I parametri utilizzati per la scelta dei lavoratori licenziati per riduzione di personale devono essere oggettivi, conosciuti e verificabili.
Nota a Trib. Campobasso 10 gennaio 2018, nn. 3 e 4
Francesca Albiniano
Il licenziamento collettivo per riduzione di personale, ai sensi dell’art. 24, L. 23 luglio 1991, n. 223, deve basarsi su precisi criteri di scelta.
La questione è stata affrontata dal Tribunale di Campobasso (con due sentenze, rispettivamente nn. 3 e 4 del 10 gennaio 2018) su ricorso di un lavoratore (difeso dall’avv.to Nicola Mancini, Campobasso) licenziato per riduzione di personale, che lamentava la non corretta applicazione dei canoni di scelta, costituiti dal triplice criterio dei carichi di famiglia (cui l’azienda aveva attribuito un peso di 34%), dell’anzianità di servizio aziendale (cui l’azienda aveva attribuito un peso di 33%) e delle esigenze tecnico produttive (cui l’azienda aveva attribuito un peso di 33%).
1.Tali parametri, come noto, sono disciplinati dall’ art. 5, L. n. 223/1991, che stabilisce: “1. L’individuazione dei lavoratori da licenziare deve avvenire, in relazione alle esigenze tecnico-produttive ed organizzative del complesso aziendale, nel rispetto dei criteri previsti da contratti collettivi stipulati con i sindacati di cui all’articolo 4, comma 2 (rappresentanze sindacali aziendali costituite a norma dell’articolo 19 della legge 20 maggio 1970, n. 300, nonché le rispettive associazioni di categoria), ovvero, in mancanza di questi contratti, nel rispetto dei seguenti criteri, in concorso tra loro:
a) carichi di famiglia;
b) anzianità;
c) esigenze tecnico-produttive ed organizzative.
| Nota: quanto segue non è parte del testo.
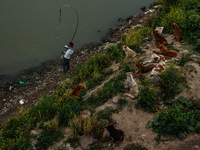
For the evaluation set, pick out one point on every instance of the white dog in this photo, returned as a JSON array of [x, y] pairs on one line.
[[128, 51], [131, 85], [154, 58], [159, 67]]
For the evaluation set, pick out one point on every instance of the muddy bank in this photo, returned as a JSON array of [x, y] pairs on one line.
[[30, 85]]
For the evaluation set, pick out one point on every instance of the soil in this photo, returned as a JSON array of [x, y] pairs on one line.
[[131, 120]]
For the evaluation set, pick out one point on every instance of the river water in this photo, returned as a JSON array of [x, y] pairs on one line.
[[30, 32]]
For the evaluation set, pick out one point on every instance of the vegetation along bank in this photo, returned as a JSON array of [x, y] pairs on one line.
[[156, 108]]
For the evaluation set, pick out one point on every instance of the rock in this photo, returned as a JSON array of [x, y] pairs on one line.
[[141, 21], [86, 141], [131, 85], [196, 147], [86, 113], [115, 100]]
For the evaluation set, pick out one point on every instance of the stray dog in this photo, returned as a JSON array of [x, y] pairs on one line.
[[164, 51], [159, 39], [154, 58], [131, 85], [159, 67], [116, 134], [128, 51], [76, 92], [177, 32], [143, 69]]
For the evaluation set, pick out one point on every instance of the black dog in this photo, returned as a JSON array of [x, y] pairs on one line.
[[117, 135]]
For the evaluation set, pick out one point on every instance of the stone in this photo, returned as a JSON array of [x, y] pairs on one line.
[[86, 141], [115, 100]]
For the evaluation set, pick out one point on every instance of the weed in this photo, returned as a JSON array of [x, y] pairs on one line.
[[184, 59], [171, 80], [182, 117], [135, 146], [147, 99], [90, 125]]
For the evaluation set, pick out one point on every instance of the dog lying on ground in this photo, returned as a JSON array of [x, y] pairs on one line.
[[159, 39], [164, 51], [159, 67], [116, 134], [76, 92], [154, 58], [143, 69], [131, 85], [177, 33], [129, 52]]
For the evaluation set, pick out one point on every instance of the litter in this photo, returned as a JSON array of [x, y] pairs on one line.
[[159, 29], [150, 11], [21, 82], [21, 101]]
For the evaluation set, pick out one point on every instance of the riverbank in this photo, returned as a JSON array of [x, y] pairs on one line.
[[30, 85]]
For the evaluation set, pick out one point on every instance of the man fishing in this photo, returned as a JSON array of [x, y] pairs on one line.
[[67, 56]]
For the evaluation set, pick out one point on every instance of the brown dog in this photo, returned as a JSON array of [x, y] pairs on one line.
[[164, 51], [177, 32], [76, 91], [160, 39], [143, 69]]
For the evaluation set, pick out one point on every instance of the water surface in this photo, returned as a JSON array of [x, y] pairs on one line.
[[30, 32]]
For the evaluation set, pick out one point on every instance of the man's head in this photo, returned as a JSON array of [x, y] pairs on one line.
[[71, 44]]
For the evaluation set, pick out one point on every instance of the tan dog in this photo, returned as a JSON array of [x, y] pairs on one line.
[[164, 51], [76, 91], [160, 39], [128, 51], [159, 67], [177, 32], [154, 58]]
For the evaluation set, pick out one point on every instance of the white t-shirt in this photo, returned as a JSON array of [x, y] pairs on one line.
[[69, 52]]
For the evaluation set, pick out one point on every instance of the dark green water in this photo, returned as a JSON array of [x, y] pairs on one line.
[[30, 32]]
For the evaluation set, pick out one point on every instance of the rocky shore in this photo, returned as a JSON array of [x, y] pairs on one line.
[[30, 85]]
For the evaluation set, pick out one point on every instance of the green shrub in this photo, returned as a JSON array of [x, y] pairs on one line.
[[48, 138], [91, 68], [171, 81], [182, 117], [184, 59], [134, 38], [147, 99], [115, 52], [90, 125], [135, 147], [68, 110]]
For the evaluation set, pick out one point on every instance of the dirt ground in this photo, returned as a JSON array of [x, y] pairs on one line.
[[131, 120]]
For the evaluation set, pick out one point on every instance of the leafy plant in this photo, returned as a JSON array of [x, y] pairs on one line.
[[135, 146], [182, 117], [134, 37], [90, 125], [68, 110], [147, 99], [110, 89], [171, 80]]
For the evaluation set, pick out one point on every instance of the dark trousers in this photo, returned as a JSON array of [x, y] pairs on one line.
[[65, 63]]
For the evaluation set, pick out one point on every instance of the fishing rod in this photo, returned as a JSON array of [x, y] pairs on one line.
[[69, 6]]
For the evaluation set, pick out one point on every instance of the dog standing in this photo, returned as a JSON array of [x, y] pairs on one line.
[[116, 134], [128, 51], [177, 32], [164, 51]]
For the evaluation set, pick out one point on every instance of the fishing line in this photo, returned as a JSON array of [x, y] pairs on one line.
[[76, 17]]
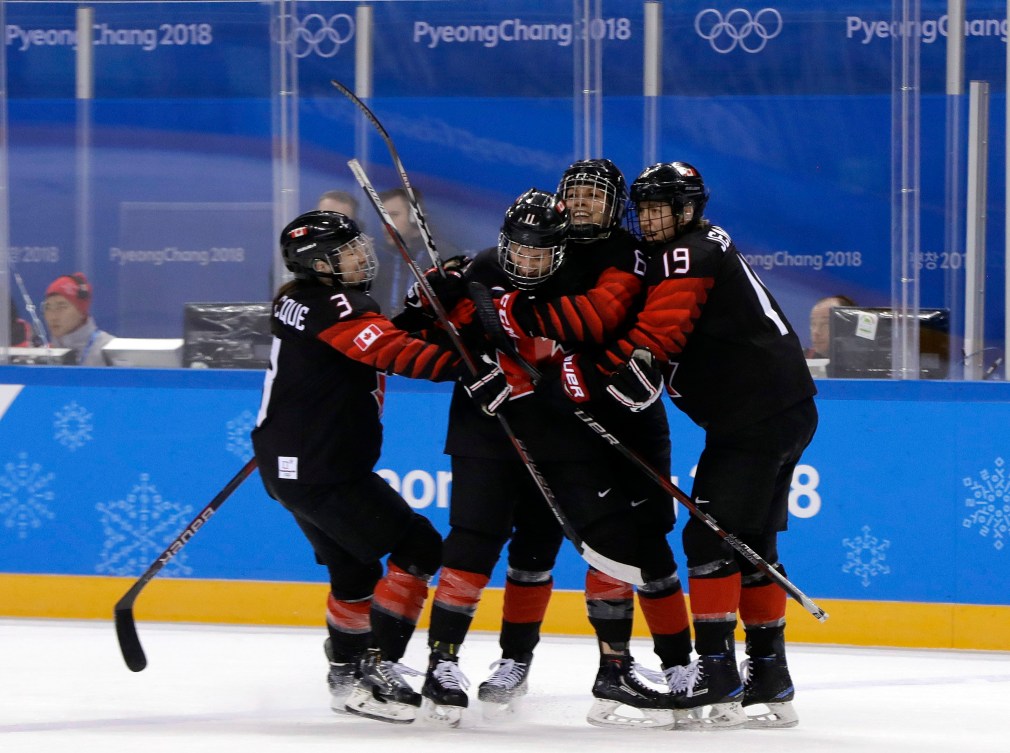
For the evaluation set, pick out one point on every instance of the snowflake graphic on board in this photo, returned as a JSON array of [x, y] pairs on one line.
[[138, 528], [239, 442], [73, 426], [866, 556], [989, 501], [24, 495]]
2. … “L’impresa non può altresì collocare in mobilità una percentuale di manodopera femminile superiore alla percentuale di manodopera femminile occupata con riguardo alle mansioni prese in considerazione”.
E, quanto ai soggetti disabili, in base all’art. 10, co. 4, L. n. 68/1999: “4. Il recesso di cui all’articolo 4, comma 9, della legge 23 luglio 1991, n. 223, ovvero il licenziamento per riduzione di personale o per giustificato motivo oggettivo, esercitato nei confronti del lavoratore occupato obbligatoriamente, sono annullabili qualora, nel momento della cessazione del rapporto, il numero dei rimanenti lavoratori occupati obbligatoriamente sia inferiore alla quota di riserva prevista all’articolo 3 della presente legge”.
In particolare, il lavoratore evidenziava come i suddetti criteri si basassero su punteggi discrezionali elaborati secondo dati tecnici sui tempi delle procedure, sui target di produzione e sulla qualità del prodotto. Si trattava, cioè, non di parametri oggettivi, riscontrabili e verificabili, bensì di requisiti frutto della valutazione della direzione di produzione o dei responsabili dei lavoratori.
Il Tribunale ha accolto il ricorso, ritenendo inidonei i suddetti termini di raffronto, con specifico riferimento al terzo criterio considerato, rispetto agli altri, “poco comprensibile e preponderante (nonostante l’apparente parità di percentuale)”. Il giudice ha inoltre rilevato che il dato del punteggio tecnico organizzativo era stato “corretto” in base a “parametri discrezionali e valutativi (quindi non indagabili e controllabili secondo dati oggettivi), aggiuntivi e non indicati”, nonché inspiegabili quanto al coefficiente di calcolo ed all’individuazione del metro di misura.
Inoltre, il suddetto criterio, legato alle esigenze tecniche non risultava fondato su dati numerici delle prestazioni, ma su stime dei superiori gerarchici adottate mediante criteri valutativi non conosciuti e non intellegibili.
Su tema, v. anche Cass. 27 ottobre 2017, n. 25653, in questo sito, annotata da K. PUNTILLO.